AXIS: An XMM International Survey

AXIS executive summary





The XMM observatory, the second cornerstone of the Horizon 2000 science programme of the European Space Agency, was successfully launched on the 10th of December 1999. XMM is the most powerful observatory in hard X-rays, opening an almost unexplored window to the Universe. The sensitivity to hard X-rays (not attained by previous missions like Einstein and ROSAT) will allow the detection and study of the most energetic objects in the Universe. Most of these are deeply hidden inside large amounts of absorbing gas and inconspicuous at virtually all other wavelengths. A major goal of XMM -and of this proposal- is to identify the origin of the hard X-ray background whose energy content dominates over the soft X-ray background previously studied with Einstein and ROSAT.

During a typical science observation, XMM will discover ca. 50-250 new X-ray sources and add to the XMM serendipitous survey at an expected rate of 50000-100000 new sources per year. The XMM Survey Science Centre (SSC) was appointed by ESA to exploit scientifically the XMM serendipitous survey for the benefit of the scientific community and as a major legacy of XMM to future generations. This is being tackled by the SSC consortium in terms of an (mostly ground-based) X-ray follow-up and identification (XID) programme.

The goal of the XID programme is to exploit fully the XMM serendipitous sky survey.

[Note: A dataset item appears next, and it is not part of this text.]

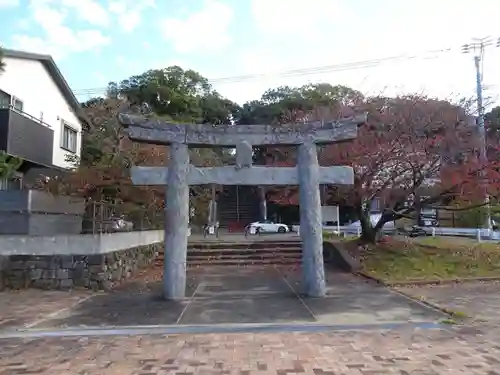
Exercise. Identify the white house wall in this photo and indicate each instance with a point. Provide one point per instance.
(29, 81)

Its implementation has been divided into two parts: a core programme which will identify -spectroscopically- significant samples of sources at X-ray flux limits of 1 E-13 erg/cm2/s (bright sample), 1 E-14 erg/cm2/s (medium sample) and 1 E-15 erg/cm2/s (faint sample) covering a range of galactic latitudes, and an imaging programme aiming at providing deep optical/infrared images in several colours of a large number of XMM fields to facilitate statistical identifications of the serendipitous sources.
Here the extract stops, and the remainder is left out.